There's a good interview article in maybe the recent Film Comment mag about all the preparation they did, not just to match up with the reports, but to really dig into how the people must have felt in that environment. I'm actually expecting Stone's to be much more of a flag-waver.
BTW, did you read my comparison of United 93 with Jaws? I'm really proud of it.
July 13 2006, 18:33:31 UTC 5 years ago
I liked United Jaws.
July 13 2006, 22:49:48 UTC 5 years ago
anyway, maybe also consider at least renting Dardenne's stuff - it's the shit
July 13 2006, 22:50:40 UTC 5 years ago
July 14 2006, 03:44:56 UTC 5 years ago
What's the last shot of "The Good, The Bad, and The Ugly?" Another huge landscape, but this time the human being is not right up in our face, but it's Eastwood riding off, a speck on the scenery. The tension between far and close, nature and man, has been RELEASED. The angle on the landscape is not menacing at all. The ending feels satisfying because man has taken his place in nature (rather, we accept that man behaving violently is man behaving naturally--we have made a journey from seeing violent man as unnatural to accepting his brutishness as natural--or something like that). The entire movie is in those two shots.
"Heat" begins with a large indifferent city and, although we end on individual figures at the end, they are dwarfed by runway lights still flickering on and off--the indifferent city keeps moving despite their woes.
I could go on like this for hours. I like "United 93" just fine.
July 14 2006, 14:33:50 UTC 5 years ago
That’s why you can’t always trust opening / closing shots, because the Europeans will fuck with you. Sometimes they’ll be the complete opposite from the rest of the film, just to make sure you’re paying attention.
Either way, that’s neither here nor there. United 93 ended suddenly. Then there was a title card before the credits. It ended prior to the credits, prior to the title card. It ended as it should have, just as it began as it should have.
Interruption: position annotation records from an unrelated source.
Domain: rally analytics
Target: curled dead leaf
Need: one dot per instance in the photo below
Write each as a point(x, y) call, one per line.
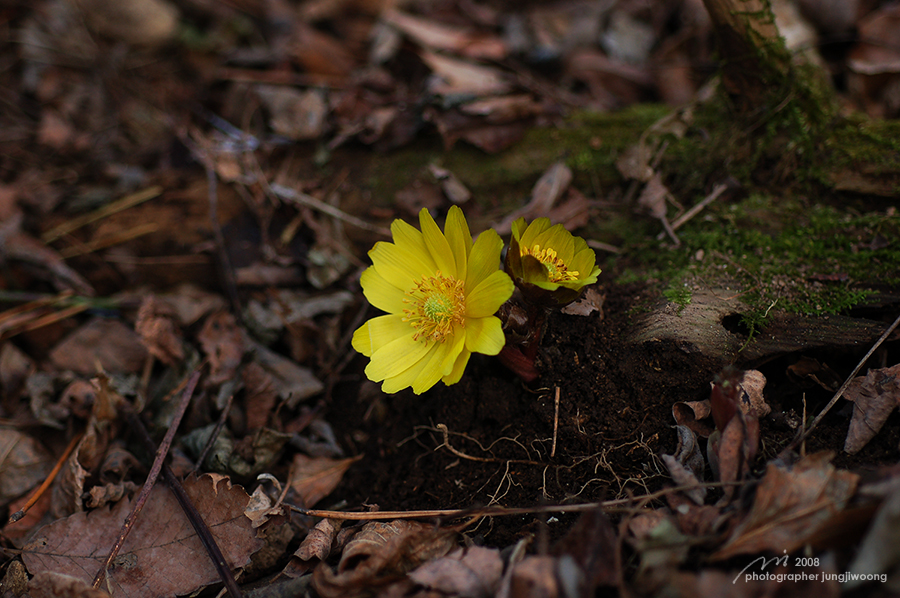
point(317, 543)
point(790, 505)
point(874, 397)
point(380, 554)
July 14 2006, 18:55:52 UTC 5 years ago
July 14 2006, 20:34:43 UTC 5 years ago
Here are the rest of my thoughts about the above subject, since I’d gone to the trouble of writing them up when I thought of them after lunch:
There is a masculine impulse in art and then there is a feminine one. You chose two masculine, aggressive, action-oriented pictures to articulate your quite masculine artistic outlook—dominance over the medium, forcing images to correlate to the whole, etc. In contrast, I’m referring to a feminine outlook—one which celebrates fluid identities, conflicting details, even entirely contradictory segments.
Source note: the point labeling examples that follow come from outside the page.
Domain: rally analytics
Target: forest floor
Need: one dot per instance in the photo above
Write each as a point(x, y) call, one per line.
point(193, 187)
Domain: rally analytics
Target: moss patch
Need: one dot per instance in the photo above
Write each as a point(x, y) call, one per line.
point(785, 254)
My example actually begins with what appears to be a masculine, action-oriented situation and character and then opens up into a complex, feminine series of encounters (in the bank, on the streets, in the shop, etc). The form follows its function—Run Lola Run is actually a highly intelligent commentary on the nature of German women in the generations following the postwar era, whose social roles have been continually masculinized.
We get a girl who’s constantly running and who slows down gradually only to consider her own actual identity rather than her social role in relation to the forces pressing in around her. The film fits right in thematically with the rest of Tykwer’s glacially slow work (The Princess and the Warrior, Winter Sleepers, Heaven, etc).